"'The Bush campaign countered with a new television ad accusing Kerry of grasping for bad news in the midst of a robust recovery.
He's talking about the Great Depression,' states the ad, which is scheduled to begin running Monday on national cable channels. 'One thing's sure: Pessimism never created a job.'"
- BUSH: This is going to be a very practical administration. We will view problems, analyze them, and deal with them. We'll be as up front as we can with the American people. We'll explain when we can get something done quickly, and we'll explain when we can't get something done quickly. We're not going to shirk from the problems with which we're confronted.
- BBC: "Some commentators suggest Mr Bush is seeking to bolster the case for his proposed $1.3 trillion tax cut and to pin the blame for any further economic downturn firmly on the outgoing administration.
"What you're seeing is President-elect Bush and his team actually talking down our economy, (and) injecting more fear and anxiety into the economy than is justified," said Gene Sperling, an economic advisor to President Clinton."
- "JIM LEHRER: But what about the specific charge, Mark, that the President has actually been talking down the economy in order to justify his tax cuts, and say see, I told you we needed tax cuts because look what the economy is doing?
MARK SHIELDS: I don't think there is any question that is a developed strategy. It was born in the campaign, you recall. Trying to rob Al Gore of any advantage he might receive as the Vice President of Bill Clinton during the greatest boom -- eight-year boom in the nation's history -- both Vice President Cheney, the nominee then, and Governor Bush warned about this signs of recession out there. I think the President walks a very dangerous line. I think it makes sense for him politically.

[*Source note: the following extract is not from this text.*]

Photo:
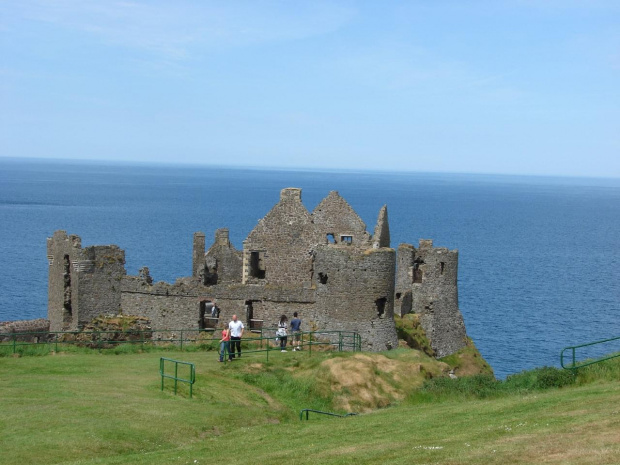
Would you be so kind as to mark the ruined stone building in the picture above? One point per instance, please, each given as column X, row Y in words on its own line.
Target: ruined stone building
column 322, row 264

Paul makes an argument that it probably does give a certain argument in the case for his tax cut, Jim, but what a President has to be in addition to being candid, is a President has to be reassuring. That's what a leader is. If you think that the economy is bad, the only analogy I can use, you are in a stopped subway car between stations, you want at that point an authoritative voice to come in and say this is where we are -- this is what' being done, this is how we are going to get out of here. And I don't think - I think there has been enough of that -- very little reassurance in the President's rhetoric."
- Dick Gephardt: "I am disappointed that after months of talking down the economy and driving down consumer confidence, the President, in his speech today, offered only a warmed over rehash of his own proposals and priorities. Unchanged from a year ago, his economic plan fail to address both the short-term or long-term needs of the American economy."
If "talking down the economy" is a real phenomenon, then George W. has four years of recession to answer for.